O mais recente filme de Woody Allen muito me surpreendeu por sua capacidade de ser extremamente atual apesar de manter os traços clássicos do cineasta. Eu costumo criticar grandes gênios das artes que são reverenciados numa adoração semi-religiosa pela crítica especializada por alguns serem criaturas “perdidas no tempo”, o que felizmente não é o caso de Allen. Tanto em Vicky Cristina Barcelona como em Tudo pode dar certo (especialmente neste último), nós vemos um diretor preocupado em mostrar os conflitos dos relacionamentos inseridos na moral de agora, dos anos 2000, era do Chatrouloutte e da (quase) absoluta desintegração da moral inflexível dos WASP (White American Southern and Prostestant, algo como barnco, americano, sulista e protestante).
Ao contrário dos filmes realizados para o grande público, que constantemente reforçam o discurso do politicamente correto e republicano à lá George Bush e Sarah Palin (exemplo de Um sonho possível), em Tudo pode dar certo, esse discurso é constante e impiedosamente atacado. As hipocrisias do comportamento conservador (estamos falando do WASP de novo) são simbolizados na figura da família de Melody (Evan Rachel Wood), moça desmiolada que fugiu da escola e de sua casa por seu temperamento demasiado “libertino” aos olhos dos seus familiares e especialmente de sua mãe.

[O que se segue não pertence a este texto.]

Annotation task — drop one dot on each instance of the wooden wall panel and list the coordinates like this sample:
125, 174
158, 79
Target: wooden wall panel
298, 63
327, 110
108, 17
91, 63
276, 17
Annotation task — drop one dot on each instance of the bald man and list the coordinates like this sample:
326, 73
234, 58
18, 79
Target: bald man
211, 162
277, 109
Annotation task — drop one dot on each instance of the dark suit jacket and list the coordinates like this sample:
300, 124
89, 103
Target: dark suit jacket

Melody acaba caindo na vida de Boris Yellnikoff (Larry David) um professor de xadrez arrogante e misantropo que se vangloria de ter sido indicado ao Nobel por seus trabalhos acerca da Teoria das Cordas. Os dois têm comportamentos completamente contrastantes, ela com sua ingenuidade ignorante e ele com seu pessimismo genial, de forma que um começa a completar o outro. Isso é algo que muitos poderão ver como “forçado” mas que parece perfeitamente verossímil pelo modo como a ação é conduzida.
Boris que se divorciara tempos antes de sua esposa brilhante e culta por haver “razão demais” no seu casamento, vê naquele pequeno ser de mentalidade limítrofe uma chance de ter um verdadeiro relacionamento baseado em emoções. Melody, não se sabe por quê, se apaixona pelo velho e passa a entender a visão de mundo deste. O palco parece armado para um fim ao estilo “então eles viverão felizes para sempre”, mas a história não acaba aqui.
Tudo começa a se atrapalhar e a trama sofre uma divertida reviravolta quando a mãe de Melody, Marietta (Patrícia Clarkson) bate na porta do casal, ficando perplexa ao ver esse estranho casamento, que não é nada do que ela havia planejado para o futuro de sua filha. Sua aparição bem como a do pai da garota, mais para frente, servirão de mote para a ironização da moral da sociedade que a família sulista do filme representa. Não demora para que essas pessoas sejam transformadas por esse ambiente, tornando-se mais felizes quando se encaixam no mundo da Nova York de vida livre, leve e solta.
Tudo isso acontece em situações hilárias entrecortadas por citações cultas que tanto marcam os filmes de Woody Allen desde Noivo neurótico, noiva nervosa. Muitos brasileiros que assistirem esse filme entrarão em êxtase na cena em que Marietta toma vinho e conversa com um de seus futuros parceiros ao som de Desafinado de Tom Jobim.
Em suma, Tudo pode dar certo é tudo o que você pode esperar de um filme do Woody Allen com o adendo de um espírito crítico de seu tempo que mostra a maturidade do diretor, que não se preocupa em insultar aleatoriamente a falta de moral dos dias em que vivemos, mas mostra como devemos nos adaptar a eles. Apesar do final, que contrasta com o resto do que assistimos pela mensagem “auto-ajuda” tolinha de que todos encontrarão o amor não importa que forma ele tome, o resumo da ópera é uma sessão muito divertida com risadas garantidas somadas à certeza de que quem sair do cinema vai sair pensando no que assistiu.